Cognitive enhancement
therapy for Alzheimer's disease. The way forward.
Parnetti L, Senin U, Mecocci P.
Perugia University, Italy.
parnetti@unipg.it
Drugs 1997 May;53(5):752-68
ABSTRACT
Although at present there is no
definitive treatment or cure for Alzheimer's disease, different
pharmacological strategies are being actively investigated. At present,
cholinergic therapy and nootropics and some neuronotrophic agents represent
the available approaches to symptomatic treatment of Alzheimer's disease.
The
use of cholinesterase inhibitors (ChEI) constitutes the best cholinergic
approach to increase acetylcholine levels. Available data suggest that about
15 to 40% of Alzheimer's disease patients show a varying degree of cognitive
improvement while taking these medications; however, haematological
complications (neutropenia or agranulocytosis), together with hepatotoxicity,
need to be considered carefully. Recent data suggest that long term
administration of nootropics may lead to a significant improvement of
cognitive functions in Alzheimer's disease patients compared with untreated
individuals, having excellent tolerability. Protocols for the
intracerebroventricular administration of neuronotrophic substances are also
ongoing. The most promising approaches for the future currently undergoing
investigation involve attempts to slow the production of beta-amyloid and/or
to inhibit beta-amyloid aggregation. Another rational therapeutic approach
would be to inhibit the formation of paired helical filaments (PHF) by
increasing and/or modulating the activities of protein phosphatases and
kinases. Antioxidant therapy should disrupt or prevent the free radical/beta-amyloid
recirculating cascade and the progressive neurodegeneration. Idebenone, a
synthetic compound acting as an 'electron trapper' and free radical scavenger,
has shown some efficacy in degenerative and vascular dementia; at present,
other different molecules having antioxidative properties [lazaroids
(21-aminosteroids), pyrrolopyrimidines, nitric oxide blockers, selegiline,
some vitamins] are under investigation. Lowering absorption or brain tissue
concentrations of aluminium also offers possible therapeutic opportunities for
slowing the rate of clinical progression of the disease; in this sense, some
evidence exists using the aluminium chelating agent deferoxamine (desferrioxamine).

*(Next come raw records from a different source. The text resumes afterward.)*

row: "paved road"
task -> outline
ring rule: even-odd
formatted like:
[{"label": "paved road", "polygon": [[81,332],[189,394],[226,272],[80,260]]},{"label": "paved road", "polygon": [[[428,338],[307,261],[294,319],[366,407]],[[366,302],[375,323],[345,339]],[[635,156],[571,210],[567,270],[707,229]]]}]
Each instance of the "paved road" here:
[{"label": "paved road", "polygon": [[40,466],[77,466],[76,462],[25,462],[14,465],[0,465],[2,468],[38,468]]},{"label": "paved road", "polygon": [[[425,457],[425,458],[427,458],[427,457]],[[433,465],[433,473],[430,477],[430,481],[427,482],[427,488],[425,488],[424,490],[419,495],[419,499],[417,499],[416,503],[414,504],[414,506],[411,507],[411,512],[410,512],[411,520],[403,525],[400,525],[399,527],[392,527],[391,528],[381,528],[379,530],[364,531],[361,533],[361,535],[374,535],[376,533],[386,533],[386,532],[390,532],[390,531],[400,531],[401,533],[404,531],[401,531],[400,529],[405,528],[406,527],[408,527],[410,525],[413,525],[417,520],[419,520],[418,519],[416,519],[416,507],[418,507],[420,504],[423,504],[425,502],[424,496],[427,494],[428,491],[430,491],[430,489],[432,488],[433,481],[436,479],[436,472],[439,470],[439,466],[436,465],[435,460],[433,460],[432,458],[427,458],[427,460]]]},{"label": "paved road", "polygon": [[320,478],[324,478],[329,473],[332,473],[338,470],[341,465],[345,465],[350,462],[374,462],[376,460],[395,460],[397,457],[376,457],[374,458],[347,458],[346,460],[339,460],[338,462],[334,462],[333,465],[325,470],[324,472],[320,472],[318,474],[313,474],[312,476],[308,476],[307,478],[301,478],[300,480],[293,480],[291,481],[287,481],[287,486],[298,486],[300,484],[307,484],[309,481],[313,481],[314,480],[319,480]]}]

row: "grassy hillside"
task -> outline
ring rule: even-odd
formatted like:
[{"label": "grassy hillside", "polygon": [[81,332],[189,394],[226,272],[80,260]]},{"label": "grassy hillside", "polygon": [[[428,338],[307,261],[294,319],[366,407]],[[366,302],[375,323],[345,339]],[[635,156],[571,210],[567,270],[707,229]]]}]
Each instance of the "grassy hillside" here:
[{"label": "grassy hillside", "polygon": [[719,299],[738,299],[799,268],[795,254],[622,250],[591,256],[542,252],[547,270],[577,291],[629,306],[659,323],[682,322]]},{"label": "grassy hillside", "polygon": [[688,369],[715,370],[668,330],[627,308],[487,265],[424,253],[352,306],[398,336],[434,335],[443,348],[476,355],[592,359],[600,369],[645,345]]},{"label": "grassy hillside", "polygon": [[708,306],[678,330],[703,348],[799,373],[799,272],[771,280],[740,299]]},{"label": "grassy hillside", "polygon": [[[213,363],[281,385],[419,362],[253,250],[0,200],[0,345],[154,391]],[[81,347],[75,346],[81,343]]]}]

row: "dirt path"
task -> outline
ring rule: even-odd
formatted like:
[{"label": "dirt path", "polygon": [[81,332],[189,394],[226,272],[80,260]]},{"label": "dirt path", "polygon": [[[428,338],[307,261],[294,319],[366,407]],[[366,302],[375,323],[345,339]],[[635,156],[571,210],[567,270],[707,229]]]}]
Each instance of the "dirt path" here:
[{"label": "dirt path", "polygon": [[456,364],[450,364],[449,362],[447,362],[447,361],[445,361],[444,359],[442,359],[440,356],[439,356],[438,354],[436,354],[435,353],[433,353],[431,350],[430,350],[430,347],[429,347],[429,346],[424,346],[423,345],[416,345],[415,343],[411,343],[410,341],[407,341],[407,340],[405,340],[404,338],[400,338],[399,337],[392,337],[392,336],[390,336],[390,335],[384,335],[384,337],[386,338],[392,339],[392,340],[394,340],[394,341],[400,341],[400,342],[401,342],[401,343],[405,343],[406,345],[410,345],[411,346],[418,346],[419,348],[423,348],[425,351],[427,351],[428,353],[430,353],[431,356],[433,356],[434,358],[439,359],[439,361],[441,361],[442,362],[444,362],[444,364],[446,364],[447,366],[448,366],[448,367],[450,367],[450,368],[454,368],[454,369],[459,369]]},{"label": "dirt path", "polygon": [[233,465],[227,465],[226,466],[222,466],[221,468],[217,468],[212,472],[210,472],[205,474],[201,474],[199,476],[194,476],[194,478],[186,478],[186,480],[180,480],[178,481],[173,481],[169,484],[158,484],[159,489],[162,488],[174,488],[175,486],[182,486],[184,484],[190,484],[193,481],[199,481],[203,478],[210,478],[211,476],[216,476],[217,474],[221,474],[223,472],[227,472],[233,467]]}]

Inflammation also may play a significant pathogenetic role in Alzheimer's
disease. As shown by several retrospective analyses, there is an inverse
association of anti-inflammatory drug use with the frequency of Alzheimer's
disease diagnosis. Consequently, clinical trials using both nonsteroidal and
steroidal molecules have been proposed. These lines of pharmacological
intervention represent an important premise for future therapeutic strategies
capable of counteracting the pathogenesis of Alzheimer's disease.